I know about DMA and that it would be more efficient. However, in this case the goal is different - neither efficiency, no consistency are the issues.
pgprot_noncached() is equivalent to setting _PAGE_PCD | _PAGE_PWT flags in CentOS 5 for x86:
include/asm-x86_64/pgtable.h:314:#define pgprot_noncached(prot) (__pgprot(pgprot_val(prot) | _PAGE_PCD | _PAGE_PWT))
I verified that these flags are not set when mmap() is called/executed.
I think it might be a HW issue. I found the following document that says that a particular PCIe device implementation is not cacheable due to implementation limitation:
TI document "KeyStone Architecture Peripheral Component Interconnect Express (PCIe)":
--- Quote Start ---
No support for addressing modes other than incremental for burst transactions.

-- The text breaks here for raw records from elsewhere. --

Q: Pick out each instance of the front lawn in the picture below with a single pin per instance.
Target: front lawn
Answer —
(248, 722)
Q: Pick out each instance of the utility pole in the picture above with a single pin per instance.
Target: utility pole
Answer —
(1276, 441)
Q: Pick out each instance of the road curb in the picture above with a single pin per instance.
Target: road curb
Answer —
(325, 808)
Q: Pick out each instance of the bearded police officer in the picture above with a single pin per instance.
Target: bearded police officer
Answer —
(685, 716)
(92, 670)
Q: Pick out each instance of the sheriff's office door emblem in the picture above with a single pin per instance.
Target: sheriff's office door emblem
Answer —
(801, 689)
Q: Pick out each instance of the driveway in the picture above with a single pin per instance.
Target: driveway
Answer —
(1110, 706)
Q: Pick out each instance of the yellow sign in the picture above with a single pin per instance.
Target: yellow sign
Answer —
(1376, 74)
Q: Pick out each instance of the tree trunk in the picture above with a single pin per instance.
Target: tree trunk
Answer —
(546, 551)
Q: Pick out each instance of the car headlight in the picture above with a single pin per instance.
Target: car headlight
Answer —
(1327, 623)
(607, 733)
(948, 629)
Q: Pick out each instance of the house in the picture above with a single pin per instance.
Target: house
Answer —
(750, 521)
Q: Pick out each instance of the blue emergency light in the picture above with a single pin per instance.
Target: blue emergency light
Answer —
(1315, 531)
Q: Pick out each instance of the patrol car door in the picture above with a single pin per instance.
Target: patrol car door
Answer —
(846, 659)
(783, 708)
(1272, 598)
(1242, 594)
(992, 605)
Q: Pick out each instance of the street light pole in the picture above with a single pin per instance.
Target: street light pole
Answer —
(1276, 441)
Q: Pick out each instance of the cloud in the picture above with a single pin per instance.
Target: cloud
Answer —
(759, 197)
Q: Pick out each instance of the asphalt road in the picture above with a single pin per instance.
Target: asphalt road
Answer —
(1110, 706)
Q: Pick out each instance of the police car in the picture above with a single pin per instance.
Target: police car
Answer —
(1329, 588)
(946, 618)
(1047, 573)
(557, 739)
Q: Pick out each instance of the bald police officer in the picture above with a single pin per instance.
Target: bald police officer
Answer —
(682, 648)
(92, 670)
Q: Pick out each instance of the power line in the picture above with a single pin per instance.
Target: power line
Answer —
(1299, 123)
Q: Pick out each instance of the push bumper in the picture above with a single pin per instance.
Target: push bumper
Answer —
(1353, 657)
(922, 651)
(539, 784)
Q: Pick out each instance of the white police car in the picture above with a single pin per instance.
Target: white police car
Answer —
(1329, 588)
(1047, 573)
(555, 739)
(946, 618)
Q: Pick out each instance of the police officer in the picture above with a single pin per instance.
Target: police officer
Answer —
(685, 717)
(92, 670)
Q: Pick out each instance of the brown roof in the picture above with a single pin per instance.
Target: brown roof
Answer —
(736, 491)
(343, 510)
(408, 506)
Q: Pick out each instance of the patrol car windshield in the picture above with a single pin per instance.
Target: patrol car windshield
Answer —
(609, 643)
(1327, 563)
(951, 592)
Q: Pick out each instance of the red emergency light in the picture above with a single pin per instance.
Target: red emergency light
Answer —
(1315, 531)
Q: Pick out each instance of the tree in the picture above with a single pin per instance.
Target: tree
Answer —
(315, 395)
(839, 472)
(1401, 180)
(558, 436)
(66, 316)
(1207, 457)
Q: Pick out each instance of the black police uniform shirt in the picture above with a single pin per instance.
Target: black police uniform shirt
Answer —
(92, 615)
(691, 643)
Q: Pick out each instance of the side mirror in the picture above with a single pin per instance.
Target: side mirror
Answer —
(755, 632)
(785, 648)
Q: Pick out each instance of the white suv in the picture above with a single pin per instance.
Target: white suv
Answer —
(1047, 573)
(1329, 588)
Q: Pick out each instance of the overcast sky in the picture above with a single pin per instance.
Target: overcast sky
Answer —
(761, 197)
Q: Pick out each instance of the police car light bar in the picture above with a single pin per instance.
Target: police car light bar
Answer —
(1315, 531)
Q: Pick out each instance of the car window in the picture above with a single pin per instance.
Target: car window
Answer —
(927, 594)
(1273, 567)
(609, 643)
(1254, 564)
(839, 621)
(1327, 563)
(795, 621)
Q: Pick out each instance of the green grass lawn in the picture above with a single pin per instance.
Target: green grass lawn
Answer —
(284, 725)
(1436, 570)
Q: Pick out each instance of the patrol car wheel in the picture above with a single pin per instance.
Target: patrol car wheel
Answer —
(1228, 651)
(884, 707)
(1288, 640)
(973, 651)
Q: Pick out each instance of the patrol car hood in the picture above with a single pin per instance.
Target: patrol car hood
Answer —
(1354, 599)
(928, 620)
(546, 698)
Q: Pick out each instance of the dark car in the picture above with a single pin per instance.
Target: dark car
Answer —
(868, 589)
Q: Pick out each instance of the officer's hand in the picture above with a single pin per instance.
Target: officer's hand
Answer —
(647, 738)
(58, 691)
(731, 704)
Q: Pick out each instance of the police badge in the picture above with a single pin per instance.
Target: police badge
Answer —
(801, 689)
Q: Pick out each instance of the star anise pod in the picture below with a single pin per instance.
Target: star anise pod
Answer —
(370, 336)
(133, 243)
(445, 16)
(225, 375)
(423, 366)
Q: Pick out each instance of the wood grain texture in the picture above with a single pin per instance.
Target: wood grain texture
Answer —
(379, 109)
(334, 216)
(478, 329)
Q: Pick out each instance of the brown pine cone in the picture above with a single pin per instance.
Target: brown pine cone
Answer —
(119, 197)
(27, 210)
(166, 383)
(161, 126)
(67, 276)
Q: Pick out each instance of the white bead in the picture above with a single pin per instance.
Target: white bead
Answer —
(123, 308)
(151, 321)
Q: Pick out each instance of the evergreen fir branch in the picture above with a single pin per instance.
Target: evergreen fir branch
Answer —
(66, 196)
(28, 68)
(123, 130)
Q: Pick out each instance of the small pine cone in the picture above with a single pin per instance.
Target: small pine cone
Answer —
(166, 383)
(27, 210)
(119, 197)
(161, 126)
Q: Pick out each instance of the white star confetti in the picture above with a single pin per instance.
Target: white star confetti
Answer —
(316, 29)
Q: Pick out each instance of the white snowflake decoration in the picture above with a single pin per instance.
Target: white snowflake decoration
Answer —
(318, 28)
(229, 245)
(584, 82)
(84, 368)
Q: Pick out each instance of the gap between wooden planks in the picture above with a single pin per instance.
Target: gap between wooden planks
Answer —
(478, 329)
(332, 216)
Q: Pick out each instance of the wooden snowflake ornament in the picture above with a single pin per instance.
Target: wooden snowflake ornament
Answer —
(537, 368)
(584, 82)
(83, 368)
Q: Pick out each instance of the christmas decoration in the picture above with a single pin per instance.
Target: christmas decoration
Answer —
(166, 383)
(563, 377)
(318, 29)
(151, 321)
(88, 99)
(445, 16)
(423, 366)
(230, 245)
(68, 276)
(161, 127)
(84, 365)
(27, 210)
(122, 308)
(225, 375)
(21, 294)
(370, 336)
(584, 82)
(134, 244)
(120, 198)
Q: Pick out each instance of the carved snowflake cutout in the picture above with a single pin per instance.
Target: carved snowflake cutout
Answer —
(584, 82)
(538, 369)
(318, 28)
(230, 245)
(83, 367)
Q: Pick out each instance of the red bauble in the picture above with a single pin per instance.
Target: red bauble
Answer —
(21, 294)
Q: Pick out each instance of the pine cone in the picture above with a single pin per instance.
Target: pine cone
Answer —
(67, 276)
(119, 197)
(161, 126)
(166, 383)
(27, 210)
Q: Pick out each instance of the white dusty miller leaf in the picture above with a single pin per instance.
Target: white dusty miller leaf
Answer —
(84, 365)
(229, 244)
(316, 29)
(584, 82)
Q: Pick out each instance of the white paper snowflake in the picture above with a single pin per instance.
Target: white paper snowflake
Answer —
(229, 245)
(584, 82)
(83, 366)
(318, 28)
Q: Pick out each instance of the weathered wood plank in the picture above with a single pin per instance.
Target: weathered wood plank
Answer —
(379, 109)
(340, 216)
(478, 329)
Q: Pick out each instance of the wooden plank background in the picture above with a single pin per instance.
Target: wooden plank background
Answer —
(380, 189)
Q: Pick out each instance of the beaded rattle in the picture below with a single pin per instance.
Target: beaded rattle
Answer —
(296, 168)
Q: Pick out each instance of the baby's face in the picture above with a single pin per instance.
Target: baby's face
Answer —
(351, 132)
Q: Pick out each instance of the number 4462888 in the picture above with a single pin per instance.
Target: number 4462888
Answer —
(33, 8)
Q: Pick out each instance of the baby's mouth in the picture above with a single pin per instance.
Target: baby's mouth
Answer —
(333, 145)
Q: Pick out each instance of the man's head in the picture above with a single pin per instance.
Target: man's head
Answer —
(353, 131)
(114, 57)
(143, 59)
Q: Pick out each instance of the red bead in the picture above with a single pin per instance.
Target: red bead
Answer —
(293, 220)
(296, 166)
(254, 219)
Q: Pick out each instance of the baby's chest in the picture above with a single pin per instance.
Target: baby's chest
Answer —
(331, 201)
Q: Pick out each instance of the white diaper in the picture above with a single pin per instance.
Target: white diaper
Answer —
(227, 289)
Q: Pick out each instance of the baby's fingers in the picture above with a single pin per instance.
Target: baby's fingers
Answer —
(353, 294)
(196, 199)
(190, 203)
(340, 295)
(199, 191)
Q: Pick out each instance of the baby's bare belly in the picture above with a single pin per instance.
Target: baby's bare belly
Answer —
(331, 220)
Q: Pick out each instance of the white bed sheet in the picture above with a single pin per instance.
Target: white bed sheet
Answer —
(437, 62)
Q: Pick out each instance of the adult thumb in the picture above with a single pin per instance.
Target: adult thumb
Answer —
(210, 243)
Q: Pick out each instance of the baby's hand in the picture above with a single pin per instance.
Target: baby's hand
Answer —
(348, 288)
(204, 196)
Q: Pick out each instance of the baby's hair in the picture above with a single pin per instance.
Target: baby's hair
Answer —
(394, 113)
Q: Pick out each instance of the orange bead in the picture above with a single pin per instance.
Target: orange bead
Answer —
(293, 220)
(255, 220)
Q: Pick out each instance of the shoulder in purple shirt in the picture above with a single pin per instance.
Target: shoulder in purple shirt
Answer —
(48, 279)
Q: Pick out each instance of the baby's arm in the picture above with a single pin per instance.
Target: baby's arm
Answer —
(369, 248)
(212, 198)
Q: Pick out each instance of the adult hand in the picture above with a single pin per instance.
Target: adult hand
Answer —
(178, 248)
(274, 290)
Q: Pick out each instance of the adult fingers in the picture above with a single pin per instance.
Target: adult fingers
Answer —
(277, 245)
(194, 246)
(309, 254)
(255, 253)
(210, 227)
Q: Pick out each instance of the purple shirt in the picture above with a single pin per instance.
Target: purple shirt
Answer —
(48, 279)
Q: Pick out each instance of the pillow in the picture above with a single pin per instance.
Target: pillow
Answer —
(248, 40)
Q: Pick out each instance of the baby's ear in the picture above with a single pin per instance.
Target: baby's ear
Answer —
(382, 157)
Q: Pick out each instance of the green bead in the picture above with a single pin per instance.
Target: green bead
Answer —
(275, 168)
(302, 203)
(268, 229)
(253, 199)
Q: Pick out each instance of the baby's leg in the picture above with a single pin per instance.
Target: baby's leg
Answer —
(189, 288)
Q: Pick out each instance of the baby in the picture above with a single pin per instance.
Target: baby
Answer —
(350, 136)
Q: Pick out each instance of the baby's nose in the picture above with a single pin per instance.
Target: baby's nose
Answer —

Thus, the PCIe addresses cannot be in cacheable memory space
--- Quote End ---
Apparently, PCI had support for cache line access:
Wikipedia article about Conventional_PCI#Burst_addressing
So, I am wondering whether Stratix IV implementation of PCIe has any limitations/issues that does not allow it to work correctly with processor caching.
P.S. Mmapping /dev/mem at PCIe BAR address was also tried with the same result: reads work as expected, writes cause system reboot.